花巻

AIカメラ運用開始 リアルタイムで検知【花巻】

花巻市内の河川周辺に設置が進む自動撮影カメラ

 花巻市は、人工知能(AI)の技術を活用し自動撮影カメラでツキノワグマの出没をリアルタイムで検知するシステムの運用を開始した。現在5台のカメラがクマの移動経路とされる河川付近に設置され、今月中にも26台にまで増設する計画。出没情報を基に市街地に近づく前に追い払うなど被害の未然防止が期待される。

 設置されたのは、熱センサーで動くものを検知すると自動で撮影を開始するカメラ。

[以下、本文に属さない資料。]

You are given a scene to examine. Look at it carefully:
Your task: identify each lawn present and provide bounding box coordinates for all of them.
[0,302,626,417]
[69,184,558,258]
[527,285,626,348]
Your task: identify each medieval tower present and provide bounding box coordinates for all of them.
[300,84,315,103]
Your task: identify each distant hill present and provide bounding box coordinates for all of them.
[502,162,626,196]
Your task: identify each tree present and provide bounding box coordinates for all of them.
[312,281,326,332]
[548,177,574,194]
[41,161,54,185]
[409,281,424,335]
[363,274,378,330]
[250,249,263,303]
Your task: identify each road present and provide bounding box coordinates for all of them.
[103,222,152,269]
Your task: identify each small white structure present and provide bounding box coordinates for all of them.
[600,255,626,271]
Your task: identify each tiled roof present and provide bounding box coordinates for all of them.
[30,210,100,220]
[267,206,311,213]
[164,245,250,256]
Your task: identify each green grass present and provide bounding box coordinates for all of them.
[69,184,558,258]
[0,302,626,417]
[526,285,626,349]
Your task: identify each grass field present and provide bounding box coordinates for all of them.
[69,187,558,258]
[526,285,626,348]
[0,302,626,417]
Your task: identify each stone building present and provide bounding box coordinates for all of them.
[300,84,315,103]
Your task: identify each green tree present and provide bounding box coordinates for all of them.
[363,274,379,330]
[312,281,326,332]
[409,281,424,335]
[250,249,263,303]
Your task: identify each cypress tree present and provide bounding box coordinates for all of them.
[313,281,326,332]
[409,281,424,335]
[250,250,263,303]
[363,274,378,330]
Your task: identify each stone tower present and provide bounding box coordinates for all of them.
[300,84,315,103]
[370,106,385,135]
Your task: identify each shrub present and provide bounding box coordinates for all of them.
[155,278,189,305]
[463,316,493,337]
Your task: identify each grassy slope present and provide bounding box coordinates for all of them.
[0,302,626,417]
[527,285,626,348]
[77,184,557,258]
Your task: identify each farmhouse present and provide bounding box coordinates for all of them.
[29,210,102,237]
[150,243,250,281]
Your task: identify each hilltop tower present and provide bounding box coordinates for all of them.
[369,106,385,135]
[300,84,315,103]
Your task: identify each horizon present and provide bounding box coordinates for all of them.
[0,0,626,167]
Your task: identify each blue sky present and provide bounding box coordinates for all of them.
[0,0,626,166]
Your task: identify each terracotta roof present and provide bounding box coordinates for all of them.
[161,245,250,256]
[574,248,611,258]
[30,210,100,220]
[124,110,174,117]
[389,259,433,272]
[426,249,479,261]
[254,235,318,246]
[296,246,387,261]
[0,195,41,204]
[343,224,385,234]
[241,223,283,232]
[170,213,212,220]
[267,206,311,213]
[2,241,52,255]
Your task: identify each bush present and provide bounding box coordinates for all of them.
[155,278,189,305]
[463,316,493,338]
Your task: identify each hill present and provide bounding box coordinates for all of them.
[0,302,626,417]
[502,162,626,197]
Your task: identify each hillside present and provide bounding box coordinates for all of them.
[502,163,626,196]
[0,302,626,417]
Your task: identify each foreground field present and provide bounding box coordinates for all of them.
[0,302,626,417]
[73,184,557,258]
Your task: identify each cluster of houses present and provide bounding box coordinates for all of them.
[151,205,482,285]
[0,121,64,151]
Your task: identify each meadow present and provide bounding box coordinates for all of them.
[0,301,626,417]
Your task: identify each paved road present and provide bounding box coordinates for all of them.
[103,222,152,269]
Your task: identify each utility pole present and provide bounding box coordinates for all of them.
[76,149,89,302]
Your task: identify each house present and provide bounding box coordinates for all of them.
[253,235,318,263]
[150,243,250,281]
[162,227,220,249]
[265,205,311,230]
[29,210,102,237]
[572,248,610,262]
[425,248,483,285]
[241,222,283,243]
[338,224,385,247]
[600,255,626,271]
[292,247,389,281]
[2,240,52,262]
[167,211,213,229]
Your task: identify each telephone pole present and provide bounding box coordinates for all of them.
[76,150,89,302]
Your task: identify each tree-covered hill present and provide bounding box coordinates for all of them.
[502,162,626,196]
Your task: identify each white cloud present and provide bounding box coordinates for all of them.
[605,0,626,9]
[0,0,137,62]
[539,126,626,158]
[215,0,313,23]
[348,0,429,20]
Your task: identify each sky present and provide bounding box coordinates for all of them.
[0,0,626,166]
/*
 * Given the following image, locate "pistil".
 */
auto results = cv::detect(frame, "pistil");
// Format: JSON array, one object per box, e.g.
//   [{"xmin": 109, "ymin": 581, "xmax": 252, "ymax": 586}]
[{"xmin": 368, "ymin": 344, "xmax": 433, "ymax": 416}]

AIによる画像識別を利用したシステムで、カメラで撮影したデータがクマと判別されると、撮影した日時と画像が電子メールで担当する市職員のスマートフォンに送信される。

 クマの出没を知らせる電子メールを受信した際は、市職員が出没場所へ出向くとともに、市鳥獣被害対策実施隊による追い払いを行うほか、人身被害の恐れがある場合にはわなによる捕獲を行う。

 カメラはクマの移動経路と推測される市内の河川付近に設置する。3月末には野生動物管理学が専門で岩手大名誉教授の青井俊樹さんによる指導の下、クマの移動経路と推測される豊沢川とその支流に5台を先行して配置。今月16日現在でクマは検知されていない。